Three months before that flight, Choujounian made the first post to the Instagram account nursesagainstlockdowns, which merged with the Canadian Frontline Nurses Instagram account in May of this year. During that time, she, too, attended and spoke at anti-mask and anti-vaccine rallies in Ontario.
When they met, the two were headed to Washington to unite with the Global Frontline Nurses and participate in a Freedom Health Summit on Jan. 6.
Nagle and Choujounian, along with other members of the GFN movement, met on the steps of Capitol Hill hours before thousands of supporters of former U.S. president Donald Trump broke into the Capitol to try to stop the presidential electoral vote count.
In the aftermath, the College of Nurses of Ontario confirmed to the Canadian Press that both Nagle and Choujounian were already under investigation for speaking at anti-mask rallies.
Neither woman is reported to have been part of the pro-Donald Trump mob that stormed the Capitol.
Four days after the Capitol riots, the CFN Facebook page was created, with a similar logo to that of the Global Frontline Nurses. Around the same time, a website for CFN was also created, listing Choujounian as one of the group’s founding members.
According to Choujounian’s bio, she, like Nagle, was fired from both her nursing jobs at care homes in Ontario.
The website indicates the organization has three more members: Kristal Pitter, a RN who is still entitled to practise with no restrictions but is no longer employed as a nurse, according to the College of Nurses of Ontario; Jessica Faraone, an RN from Quebec is also entitled to practise but is no longer doing so; and Nordia German, another RN from Quebec, who, according to the Order of Nurses of Quebec, is entitled to practise until 2022.
A loud minority
Michael Villeneuve, CEO of the Canadian Nurses Association, which has represented nurses across Canada for nearly 100 years, says the Canadian Frontline Nurses represents a loud but small minority.
He said the CNA has been keeping tabs on Canadian Frontline Nurses because the group doesn’t represent the values of nursing.
“It’s dangerous to put that title out there, meaning a nurse title, which obviously carries meaning for the public and then misrepresents truth or science,” said Villeneuve, whose group released a scathing letter directed at participants and organizers of the recent anti-vaccine-card protests.
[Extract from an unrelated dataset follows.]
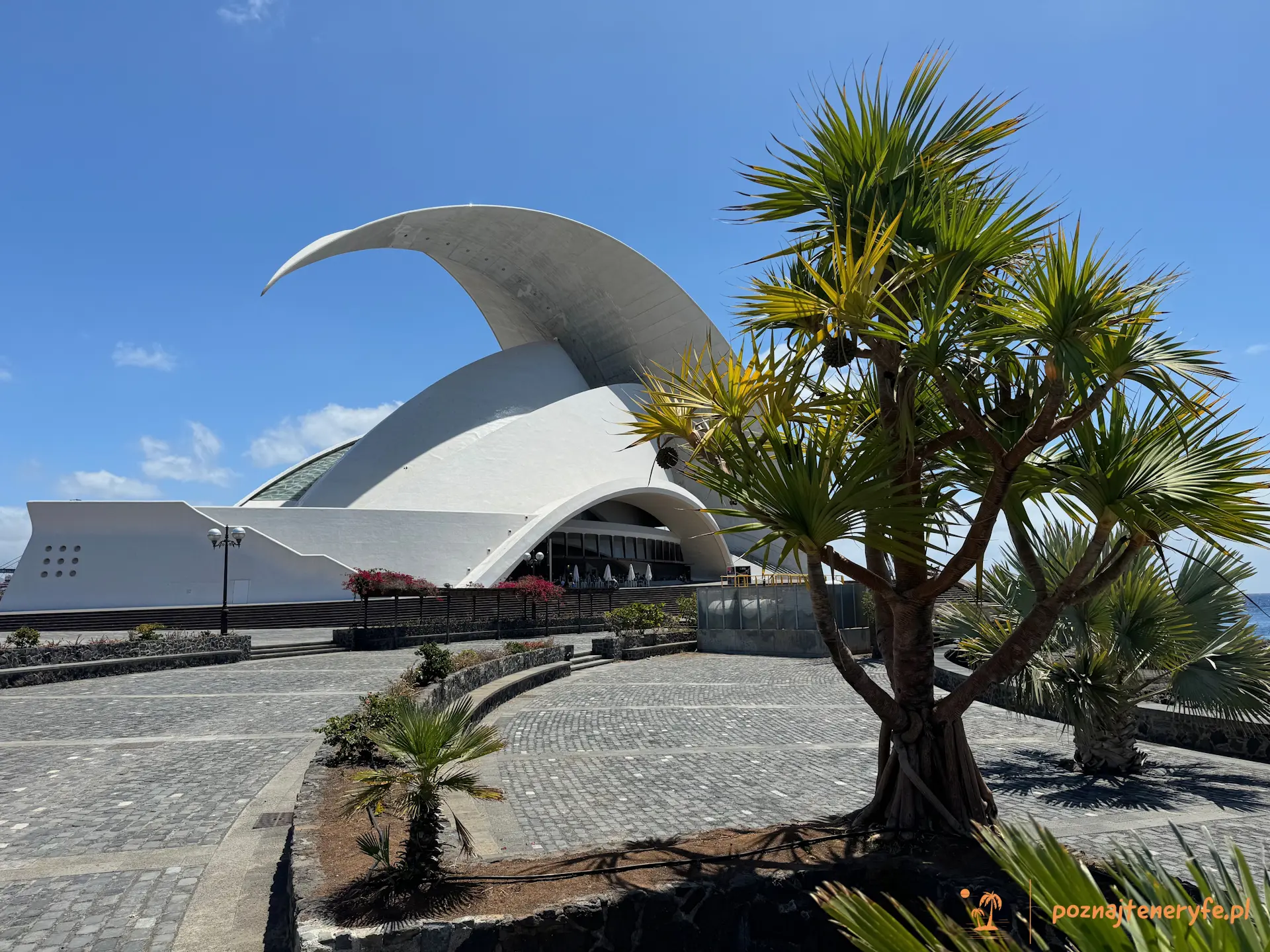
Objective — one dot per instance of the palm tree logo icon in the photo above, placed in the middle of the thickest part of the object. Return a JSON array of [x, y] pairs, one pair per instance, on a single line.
[[988, 900]]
Titled “Enough is enough,” it says: “The reckless views of a handful of discredited people who identify as nurses have aligned in some cases with angry crowds who are putting public health and safety at risk. They have drawn in anti-science, anti-mask, anti-vaccine, anti-public health followers whose beliefs align with theirs. For some reason they would have us believe that millions of the best educated health scientists, public health experts, physicians and nurses globally have all missed something they have not. Their outlandish assertions about science would be laughable were they not so dangerous.”
The letter says anti-public-health disinformation threatens to confuse a tired and bewildered public by misrepresenting personal ideology as facts, and science as conspiracy. The letter also attempts to assure Canadians that the vast majority of Canada’s nurses are duty-bound to use science and evidence to evaluate the care they give.
Villeneuve says in any group, including the hundreds of thousands of nurses across Canada, there are bound to be a few people who don’t agree with the rest.
“The problem is when the group is 448,000, half a percent is still a couple thousand people, and they could be very vocal using social media,” he said.
In Villeneuve’s 40-plus years in the health-care industry, he said he has never seen the public’s vitriol take such a toll on health-care workers.
“I’ve never seen nurses and doctors so tired,” he said. “So shaken, and shocked by fellow Canadians lining up and yelling at them.”
Villeneuve says those who claim to represent Canada’s nurses while also spreading misinformation about a global pandemic “represent everything that we don’t.”